Bundeswehr-Werbung im American Football: Mit der Waffe aufs Feld
Für den „Salute The Troops Day“ marschiert die Bundeswehr bis an die Zähne bewaffnet ins Stadion von Frankfurt Galaxy ein.

Die Football-Mannschaft Frankfurt Galaxy läuft ein, umgeben von lilafarbenem Rauch und den Zurufen der Fans. Im Stadion am Bieberer Berg in Offenbach am Main riecht es nach Curry- und Bratwurst, man hört laute Trommeln und Gesänge. Über 10.000 Menschen jubeln der Mannschaft zu, schwenken Fahnen und applaudieren. Die „Purple Hell“ ist gut gelaunt für das erste Heimspiel der Saison gegen die Paris Musketeers.
Doch dann übernimmt jemand anderes die Show: die Bundeswehr. Ein Dutzend Soldat:innen marschieren ein, das Sturmgewehr im Anschlag, in Camouflage-Uniform, mit Barett und Rucksack. Theatralisch knien sie sich auf das Spielfeld und schauen über das Stadion. Durch ihre Mitte schreitet eine Soldatin, die feierlich den Football an die Schiedsrichter übergibt. Ist der Ball etwa so wertvoll? Muss die Sicherheit Deutschlands jetzt auch im American Football verteidigt werden? Muss die Bundeswehr nun Handelswege auf dem Feld frei schießen? Natürlich nicht, stattdessen geht es um die größtmögliche Bühne, um für den Dienst an der Waffe zu werben.
Und darin ist die Armee inzwischen sehr effizient geworden. In den sozialen Medien betreibt sie mehrere erfolgreiche Formate, um junge Zielgruppen anzusprechen, und arbeitet mit Influencer:innen zusammen. In Vorbereitung auf den ersten deutschen Veteranentag am 15. Juni stärkt die Truppe ihre Präsenz in der Gesellschaft noch weiter.

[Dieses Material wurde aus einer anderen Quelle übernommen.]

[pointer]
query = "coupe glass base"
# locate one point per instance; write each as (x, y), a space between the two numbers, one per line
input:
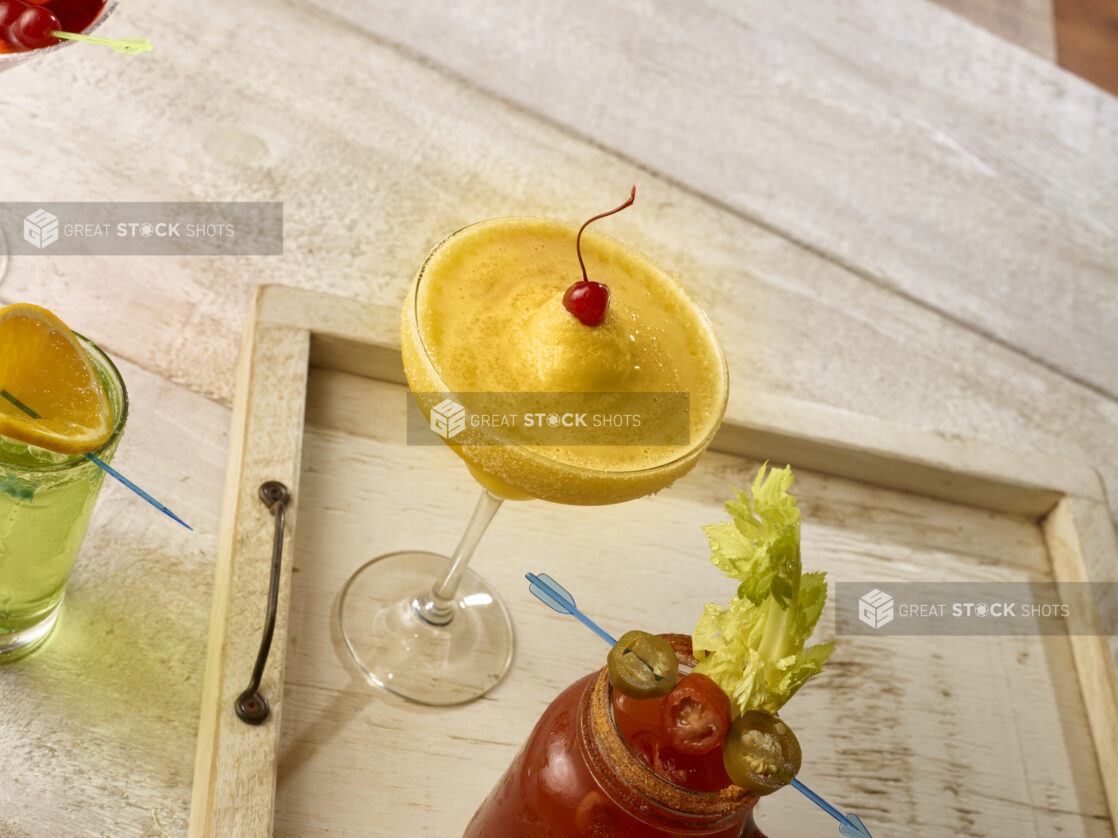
(397, 649)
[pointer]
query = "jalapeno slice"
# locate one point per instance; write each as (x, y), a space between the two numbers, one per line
(643, 666)
(760, 753)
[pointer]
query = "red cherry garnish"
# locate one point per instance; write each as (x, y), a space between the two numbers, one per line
(31, 29)
(587, 300)
(9, 11)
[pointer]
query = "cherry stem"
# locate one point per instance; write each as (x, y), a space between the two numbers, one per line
(578, 239)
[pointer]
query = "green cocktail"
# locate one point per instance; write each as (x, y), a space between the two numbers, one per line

Ein Beispiel dafür ist der „Salute The Troops Day“, den die Bundeswehr zum wiederholten Male mit Frankfurt Galaxy am vergangenen Sonntag abhielt. Die Mannschaft hat seit Mai 2023 eine Partnerschaft mit der „besonderen Organisation“, wie es damals in der Pressemitteilung hieß. Dazu gibt es eine exklusive Trikot-Kollektion mit Camouflage-Optik und Bundeswehr-Logo, die natürlich bei Spielen wie diesem präsentiert wird. Die Ballübergabe durch eine Einheit der Fernspäher wurde mit hochwertig produzierten Social-Media-Postings beworben.

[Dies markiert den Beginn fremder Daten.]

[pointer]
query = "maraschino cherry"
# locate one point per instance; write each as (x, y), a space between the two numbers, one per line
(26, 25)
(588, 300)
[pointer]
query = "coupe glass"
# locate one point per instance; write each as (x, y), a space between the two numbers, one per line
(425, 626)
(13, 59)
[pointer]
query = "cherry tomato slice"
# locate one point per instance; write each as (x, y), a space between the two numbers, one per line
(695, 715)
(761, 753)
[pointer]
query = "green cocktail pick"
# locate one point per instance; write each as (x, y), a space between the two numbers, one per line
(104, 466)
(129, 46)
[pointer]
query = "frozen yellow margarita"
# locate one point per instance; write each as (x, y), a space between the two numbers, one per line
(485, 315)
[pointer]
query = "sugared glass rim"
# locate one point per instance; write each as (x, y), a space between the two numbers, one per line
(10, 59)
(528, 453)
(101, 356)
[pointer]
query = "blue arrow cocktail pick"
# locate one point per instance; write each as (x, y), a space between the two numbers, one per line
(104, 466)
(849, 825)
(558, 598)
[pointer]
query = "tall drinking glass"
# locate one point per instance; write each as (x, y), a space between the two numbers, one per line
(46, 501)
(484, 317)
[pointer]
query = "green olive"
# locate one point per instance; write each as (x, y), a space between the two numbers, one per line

Das Militär machte schon vor dem Spiel auf sich aufmerksam. Neben dem Stadion wurden Tausende von Gästen mit Live-Musik und Cheerleading-Show unterhalten. Und mittendrin: der Karriere-Truck der Bundeswehr. Mit der Aufschrift „Unterwegs, um deine Stärken zu finden“, lockt er Interessierte an, ganz gleich ob jung oder alt. Und es sind besonders die Jungen, die ihre Stärke an der eigens aufgebauten Klimmzugstange unter Beweis stellen wollen. Die Soldat:innen daneben feuern sie lautstark an und helfen direkt mit Info-Material aus. Zwischen Turnbeuteln, Taschen und Flyern tummeln sich Kinder mit ihren Eltern, die ihren Nachwuchs gerne in der Armee sehen wollen. „Ab mit dir zum Bund“, sagt eine Mutter zu ihrem Kind, das sich freudestrahlend einen Turnbeutel um die Schulter wirft. Neben ihr steht ein Aufsteller, der die Handfeuerwaffen der Bundeswehr präsentiert. Es fehlt nur noch, dass Kinder sie an einem Schießstand praktisch ausprobieren.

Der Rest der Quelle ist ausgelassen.